Neighboring districts are (from the east clockwise): Khanom and Sichon, Nakhon Si Thammarat province); and Kanchanadit of Surat Thani. To the north is the Gulf of Thailand, with islands encompassed by the Ko Samui District.

==History==
Originally, the area of the district was part of Sichon district, Nakhon Si Thammarat Province. In 1929 the two sub-districts Don Sak and Chaiyakhram were reassigned to Kanchanadit District. The district was created as a minor district (king amphoe) on 24 March 1969 by splitting the two tambons, Don Sak and Chonlakhram, from Kanchanadit District. The citizens of tambon Chaiyakhram then asked to be included in the new district as well, which was added on 1 September of the same year. On 16 November 1971 it was promoted to full district status. The fourth tambon, Pak Prak, was created on 14 July 1978 from tambons Don Sak and Chaiyakhram.

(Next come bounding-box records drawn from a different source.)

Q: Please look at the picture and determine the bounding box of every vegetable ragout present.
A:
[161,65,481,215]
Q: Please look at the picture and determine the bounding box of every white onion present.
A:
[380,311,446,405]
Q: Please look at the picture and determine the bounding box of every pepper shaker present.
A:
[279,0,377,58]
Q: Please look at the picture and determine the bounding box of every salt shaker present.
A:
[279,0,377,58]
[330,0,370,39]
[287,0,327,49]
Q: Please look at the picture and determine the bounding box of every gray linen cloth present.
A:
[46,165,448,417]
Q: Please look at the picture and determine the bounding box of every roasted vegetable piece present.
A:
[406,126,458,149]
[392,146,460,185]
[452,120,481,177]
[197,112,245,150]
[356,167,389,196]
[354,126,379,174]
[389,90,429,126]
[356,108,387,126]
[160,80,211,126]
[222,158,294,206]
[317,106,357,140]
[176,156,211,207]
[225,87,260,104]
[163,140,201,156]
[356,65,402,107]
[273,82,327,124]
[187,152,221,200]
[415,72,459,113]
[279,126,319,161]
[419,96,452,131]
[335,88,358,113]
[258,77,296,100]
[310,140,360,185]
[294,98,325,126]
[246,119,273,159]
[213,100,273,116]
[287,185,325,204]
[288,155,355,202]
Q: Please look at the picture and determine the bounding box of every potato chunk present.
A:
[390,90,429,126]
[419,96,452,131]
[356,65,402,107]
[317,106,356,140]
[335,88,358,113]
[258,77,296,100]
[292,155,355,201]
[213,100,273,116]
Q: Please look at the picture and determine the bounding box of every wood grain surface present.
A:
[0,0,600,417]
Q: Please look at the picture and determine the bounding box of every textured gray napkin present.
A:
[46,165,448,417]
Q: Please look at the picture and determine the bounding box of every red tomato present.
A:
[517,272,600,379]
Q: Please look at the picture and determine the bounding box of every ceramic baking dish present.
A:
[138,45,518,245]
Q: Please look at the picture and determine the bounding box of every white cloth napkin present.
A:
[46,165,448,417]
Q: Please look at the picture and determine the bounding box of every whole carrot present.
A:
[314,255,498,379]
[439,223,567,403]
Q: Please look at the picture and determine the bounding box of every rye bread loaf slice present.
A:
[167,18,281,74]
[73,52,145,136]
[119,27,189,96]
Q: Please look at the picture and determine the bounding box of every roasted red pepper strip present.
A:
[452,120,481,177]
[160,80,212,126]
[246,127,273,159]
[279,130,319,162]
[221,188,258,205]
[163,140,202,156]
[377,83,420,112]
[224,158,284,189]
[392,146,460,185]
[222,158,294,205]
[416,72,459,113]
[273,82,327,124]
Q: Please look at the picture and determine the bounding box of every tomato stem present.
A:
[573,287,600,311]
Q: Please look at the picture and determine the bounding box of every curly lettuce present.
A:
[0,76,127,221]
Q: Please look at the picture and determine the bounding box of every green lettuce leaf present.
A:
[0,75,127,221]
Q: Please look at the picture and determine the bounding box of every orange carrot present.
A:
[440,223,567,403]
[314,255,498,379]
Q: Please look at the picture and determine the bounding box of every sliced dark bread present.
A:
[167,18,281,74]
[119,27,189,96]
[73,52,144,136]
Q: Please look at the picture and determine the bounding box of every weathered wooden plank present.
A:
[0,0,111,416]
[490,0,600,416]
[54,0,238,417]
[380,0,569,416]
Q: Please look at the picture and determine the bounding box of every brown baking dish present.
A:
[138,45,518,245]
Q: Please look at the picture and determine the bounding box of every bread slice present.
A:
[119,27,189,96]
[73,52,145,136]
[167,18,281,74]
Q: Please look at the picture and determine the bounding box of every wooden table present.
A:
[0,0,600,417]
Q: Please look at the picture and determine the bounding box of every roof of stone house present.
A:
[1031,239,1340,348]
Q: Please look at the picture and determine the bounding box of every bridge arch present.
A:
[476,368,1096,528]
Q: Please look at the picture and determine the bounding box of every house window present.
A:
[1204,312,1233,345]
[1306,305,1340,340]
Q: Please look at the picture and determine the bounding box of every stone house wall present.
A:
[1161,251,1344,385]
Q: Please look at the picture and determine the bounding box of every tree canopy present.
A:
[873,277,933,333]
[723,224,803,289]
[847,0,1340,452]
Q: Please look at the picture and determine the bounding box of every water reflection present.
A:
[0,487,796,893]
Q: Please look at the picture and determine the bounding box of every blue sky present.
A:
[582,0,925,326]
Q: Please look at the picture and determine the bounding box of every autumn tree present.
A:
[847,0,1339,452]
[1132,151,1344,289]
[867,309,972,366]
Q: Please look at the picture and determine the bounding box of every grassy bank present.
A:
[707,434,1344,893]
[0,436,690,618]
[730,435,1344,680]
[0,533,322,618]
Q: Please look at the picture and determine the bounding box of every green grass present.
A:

== Administrative divisions ==
Don Sak District is divided into four sub-districts (tambons), which are further subdivided into 40 villages (mubans). All four tambons are administered by a tambon administrative organization (TAO). Don Sak itself has township (thesaban tambon) status and covers part of tambon Don Sak.
| No. | Name | Thai name | Villages | Pop. |
| 1. | Don Sak | ดอนสัก | 14 | 18,634 |
| 2. | Chonlakhram | ชลคราม | 6 | 2,250 |
| 3. | Chaiyakhram | ไชยคราม | 5 | 2,011 |
| 4. | Pak Prak | ปากแพรก | 15 | 12,573 |

==Transport==
Two ferry companies, Raja Ferry and Seatran, provide regular service to Samui and Pha Ngan Islands from piers in Don Sak. Travellers transiting from Surat Thani Airport en route to these islands typically embark from Don Sak.